For purposes of our disposition, we overlook whether Acosta preserved his "passion, prejudice, and speculation" argument for appellate consideration. --------
Plaintiffs pointed out these shortcomings in their response brief, but Acosta filed no reply brief explaining, for example, why the excerpts he provided are the only relevant portions of the transcript. Nor did he seek to supplement his appendix. Plaintiffs filed their own appendix containing additional portions of the trial transcript and some of the trial exhibits that, they claim, demonstrate there was sufficient evidence to support the jury's verdict. But plaintiffs, like this court, are under no obligation to assist Acosta in overcoming the deficiencies in his appendix.
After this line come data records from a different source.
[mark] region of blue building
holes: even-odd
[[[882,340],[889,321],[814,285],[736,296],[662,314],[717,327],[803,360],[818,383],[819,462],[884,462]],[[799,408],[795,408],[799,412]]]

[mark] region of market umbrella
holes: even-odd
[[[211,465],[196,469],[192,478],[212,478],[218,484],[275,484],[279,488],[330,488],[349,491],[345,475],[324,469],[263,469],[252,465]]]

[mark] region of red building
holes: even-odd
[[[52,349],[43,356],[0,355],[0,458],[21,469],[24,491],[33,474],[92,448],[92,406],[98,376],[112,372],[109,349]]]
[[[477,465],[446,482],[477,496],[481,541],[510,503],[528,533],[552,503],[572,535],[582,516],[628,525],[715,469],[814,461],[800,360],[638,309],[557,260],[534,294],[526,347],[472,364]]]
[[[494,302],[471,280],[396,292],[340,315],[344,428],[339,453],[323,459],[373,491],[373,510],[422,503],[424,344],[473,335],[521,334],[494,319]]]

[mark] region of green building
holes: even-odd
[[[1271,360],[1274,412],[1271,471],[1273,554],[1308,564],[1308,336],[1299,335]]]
See Burnett v. Sw. Bell Tel., L.P., 555 F.3d 906, 910 (10th Cir. 2009) ("This Court is not obligated to remedy these failures by counsel to designate an adequate record."); id. at 909 n.1 (recognizing that "an appellee has no parallel duty to produce an appendix"); see also 10th Cir. R. 10.4(B) ("The court need not remedy any failure by counsel to . . . prepare an adequate appendix."); 10th Cir. R. 30.1(B)(3) (same). Under the circumstances, we decline to assist Acosta and instead conclude that his failure to provide the full trial transcript leaves us "unable to review [his] insufficiency claims," including his argument that the district court erred in denying his motion for a new trial, and we "must therefore affirm." Roberts v. Roadway Express, Inc., 149 F.3d 1098, 1104 (10th Cir. 1998); see 10th Cir. R. 10.4(B) ("When the party asserting an issue fails to provide a record or appendix sufficient for considering that issue, the court may decline to consider it.").
The judgment of the district court and its order denying Acosta's motion for a new trial are affirmed.